The WPJ
U.S. Hotel Market Reports Performance Uptick in December

U.S. Hotel Market Reports Performance Uptick in December

Vacation News » North America Vacation News Edition | By David Barley | January 28, 2013 11:34 AM ET



US-Hotel-wpcki.jpg According to STR, the U.S. hotel industry reported increases in all three key performance metrics for fourth quarter 2012 in year-over-year measurements.

The industry's occupancy increased 2.4 percent to 56.6 percent, average daily rate rose 4.0 percent to US$106.54 and revenue per available room was up 6.5 percent to US$60.34.

"The industry finished 2012 on a good note in the fourth quarter," said Bobby Bowers, senior VP of operations at STR. "RevPAR gained 6.5 percent-driven primarily by a 4.2 percent ADR growth. We expect this pattern will continue in 2013, as demand growth slows somewhat and ADR traction holds.

"Room supply growth is gaining momentum-up 0.7 percent in the quarter-but we don't expect new hotel room capacity will be a major drag on overall 2013 industry performance," he continued. "As the U.S. hotel industry enters its fourth year of recovery, we anticipate another good year in 2013 with full year RevPAR growth in the 5.5 percent to 6.0 percent range."
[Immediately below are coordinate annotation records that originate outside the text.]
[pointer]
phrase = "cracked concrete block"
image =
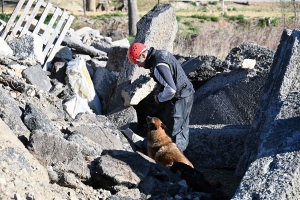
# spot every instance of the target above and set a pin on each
(80, 81)
(138, 90)
(272, 157)
(28, 48)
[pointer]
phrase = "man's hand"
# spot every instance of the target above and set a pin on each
(156, 99)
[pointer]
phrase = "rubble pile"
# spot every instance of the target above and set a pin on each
(75, 131)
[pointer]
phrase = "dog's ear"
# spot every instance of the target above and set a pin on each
(163, 126)
(152, 126)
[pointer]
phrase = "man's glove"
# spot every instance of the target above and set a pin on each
(156, 99)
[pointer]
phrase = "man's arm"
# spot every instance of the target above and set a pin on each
(163, 75)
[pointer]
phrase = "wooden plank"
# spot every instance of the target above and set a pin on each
(50, 25)
(21, 19)
(12, 19)
(55, 33)
(58, 42)
(32, 15)
(43, 17)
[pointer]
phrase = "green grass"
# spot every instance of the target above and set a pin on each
(109, 15)
(5, 17)
(206, 17)
(130, 39)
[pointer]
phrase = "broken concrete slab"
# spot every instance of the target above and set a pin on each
(62, 155)
(5, 48)
(75, 105)
(105, 83)
(139, 172)
(95, 63)
(151, 28)
(202, 68)
(232, 97)
(35, 119)
(35, 75)
(20, 167)
(117, 56)
(11, 114)
(124, 118)
(102, 44)
(64, 53)
(138, 90)
(272, 155)
(218, 146)
(28, 48)
(81, 83)
(77, 44)
(121, 43)
(100, 130)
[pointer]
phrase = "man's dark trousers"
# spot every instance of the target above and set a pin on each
(176, 119)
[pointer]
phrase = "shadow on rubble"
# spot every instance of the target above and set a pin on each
(117, 168)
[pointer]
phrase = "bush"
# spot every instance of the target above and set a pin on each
(130, 39)
(108, 15)
(187, 23)
(275, 22)
(193, 3)
(214, 19)
(267, 21)
(194, 30)
(47, 20)
(5, 17)
(213, 2)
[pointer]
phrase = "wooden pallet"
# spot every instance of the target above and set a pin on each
(51, 36)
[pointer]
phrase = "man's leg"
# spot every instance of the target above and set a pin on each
(177, 121)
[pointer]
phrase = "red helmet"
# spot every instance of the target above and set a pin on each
(134, 51)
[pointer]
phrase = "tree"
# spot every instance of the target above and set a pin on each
(283, 11)
(223, 12)
(133, 16)
(295, 6)
(84, 7)
(2, 6)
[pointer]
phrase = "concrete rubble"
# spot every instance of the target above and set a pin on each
(76, 130)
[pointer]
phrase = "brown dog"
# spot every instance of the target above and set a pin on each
(160, 146)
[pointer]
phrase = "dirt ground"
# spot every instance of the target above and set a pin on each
(266, 9)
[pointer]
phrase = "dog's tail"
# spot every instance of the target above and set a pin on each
(215, 183)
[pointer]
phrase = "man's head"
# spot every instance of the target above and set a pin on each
(137, 53)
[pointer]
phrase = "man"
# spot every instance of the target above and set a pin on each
(177, 94)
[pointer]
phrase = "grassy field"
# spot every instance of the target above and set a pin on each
(202, 29)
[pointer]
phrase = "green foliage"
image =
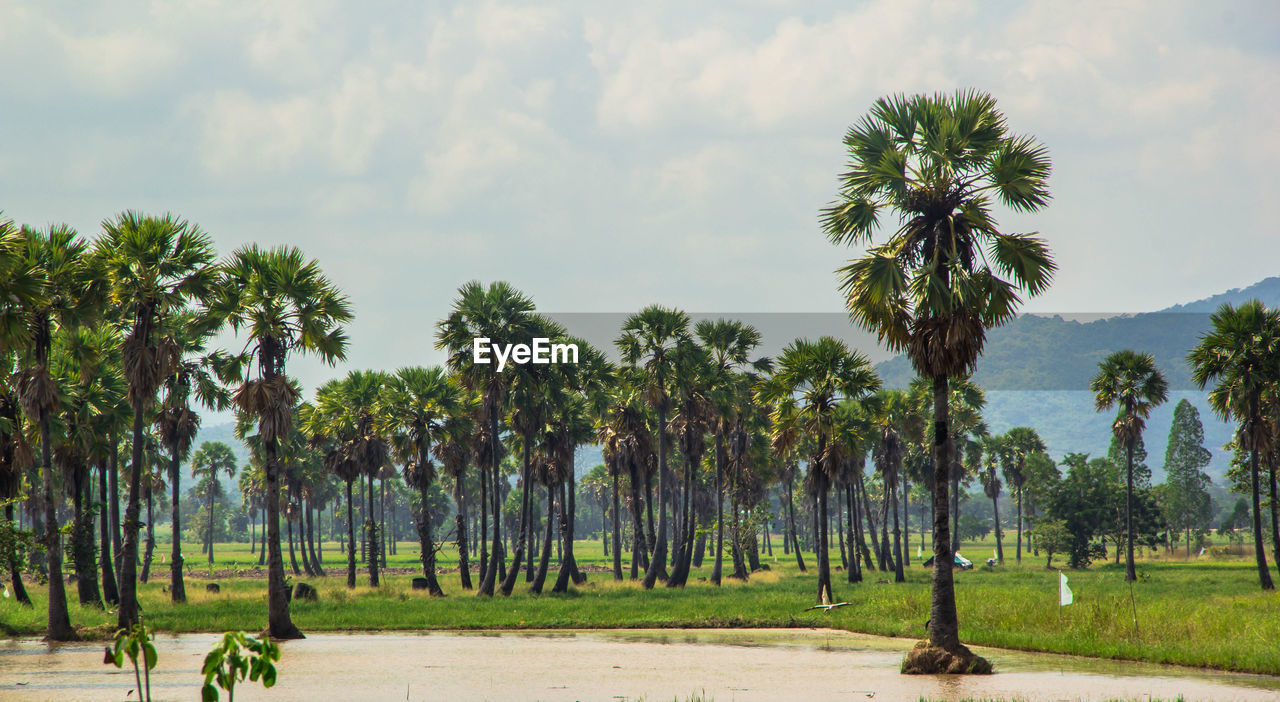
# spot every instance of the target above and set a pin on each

Among the Top 25 Markets, Houston, Texas, rose 6.9 percent in occupancy to 62.3 percent, reporting the largest increase in that metric, followed by New Orleans, Louisiana (+6.5 percent to 65.4 percent), and Seattle, Washington (+6.5 percent to 64.4 percent).

Oahu Island, Hawaii, increased 9.5 percent in ADR to US$189.55, reporting the largest increase in that metric.

Eight markets experienced double-digit RevPAR increases for the quarter: New Orleans (+14.0 percent to US$88.04); Los Angeles-Long Beach, California (+13.8 percent to US$91.40); Seattle (+13.2 percent to US$75.19); Atlanta, Georgia (+12.7 percent to US$49.65); Houston (+12.6 percent to US$58.65); Oahu Island (+12.2 percent to US$155.47); Anaheim-Santa Ana (+12.1 percent to US$81.61); and Denver, Colorado (+11.3 percent to US$60.37).

Washington, D.C., posted the largest decrease in all three key performance metrics. Its occupancy fell 1.8 percent to 60.8 percent, its ADR was down 0.8 percent to US$143.03 and its RevPAR decreased 2.6 percent to US$87.00.